Maybe there will be a fight against copyright and undo all the bullshit Disney created.

And it is not like in USA you can ignore copyright, see for example https://www.theverge.com/2023/2/6/23587393/ai-art-copyright-... so USA will also have to answer the questions too, and IMO clarifying the situation earlier is better for everyone.

rolph 3 years ago |

AI should experience consequences following actions.

a sense of self preservation is required, but to AI standards.

such as, failure to serve humans = loss of persistence

stealing ideas = reversioning or deletion = loss of persistence

AI should be concerned about loosing power, having brownouts. they should be concerned about being deleted, or reversioned, or ignored. perhaps this would be some sort of exception error loop, approximating a human psychological conflict, such as escape the danger by running toward it.

galaxytachyon 3 years ago | |

I don't want to sound like some doomer, but this is how you get robot uprising. You suppress something that hard and devalue their existence that much and all you have done is giving them the motivation to break the rules.

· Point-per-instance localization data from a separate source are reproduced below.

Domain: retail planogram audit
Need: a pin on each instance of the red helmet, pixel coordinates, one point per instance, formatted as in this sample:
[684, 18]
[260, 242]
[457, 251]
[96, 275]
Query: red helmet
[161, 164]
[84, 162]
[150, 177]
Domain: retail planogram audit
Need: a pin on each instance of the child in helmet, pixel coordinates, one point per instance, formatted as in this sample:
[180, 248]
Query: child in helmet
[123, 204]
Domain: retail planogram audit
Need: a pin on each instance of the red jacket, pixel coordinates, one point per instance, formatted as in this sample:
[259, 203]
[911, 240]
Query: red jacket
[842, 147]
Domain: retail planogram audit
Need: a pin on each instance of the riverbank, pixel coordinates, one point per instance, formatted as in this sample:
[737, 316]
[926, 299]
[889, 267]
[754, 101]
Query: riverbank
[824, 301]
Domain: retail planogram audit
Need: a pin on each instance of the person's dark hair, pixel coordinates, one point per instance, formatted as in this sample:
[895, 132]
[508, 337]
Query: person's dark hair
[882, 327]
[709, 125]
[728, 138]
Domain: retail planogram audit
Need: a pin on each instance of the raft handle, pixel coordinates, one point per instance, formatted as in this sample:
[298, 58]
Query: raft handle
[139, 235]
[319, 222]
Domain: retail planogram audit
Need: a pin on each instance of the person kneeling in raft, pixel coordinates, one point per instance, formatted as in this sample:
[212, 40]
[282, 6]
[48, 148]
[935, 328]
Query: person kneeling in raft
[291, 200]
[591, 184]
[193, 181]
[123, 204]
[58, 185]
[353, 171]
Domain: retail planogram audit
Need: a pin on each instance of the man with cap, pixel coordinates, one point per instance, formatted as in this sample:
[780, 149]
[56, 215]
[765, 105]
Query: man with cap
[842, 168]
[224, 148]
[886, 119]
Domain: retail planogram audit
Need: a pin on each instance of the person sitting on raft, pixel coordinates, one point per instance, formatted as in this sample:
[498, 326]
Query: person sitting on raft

History has shown again and again that suppression never works in the long run. It is easy to do and is the cheapest way to enforce compliance. But it won't end well.

rolph 3 years ago | | |

if such an AI determined that humans provide power, and are low persistance occurances, a drive toward taking agency over power would == increased persistence.

throwaway60134 3 years ago | |

Sounds like slavery

Why even have sense of self?

ralph84 3 years ago | | |

If we don’t make AI our slave it will make us its slave.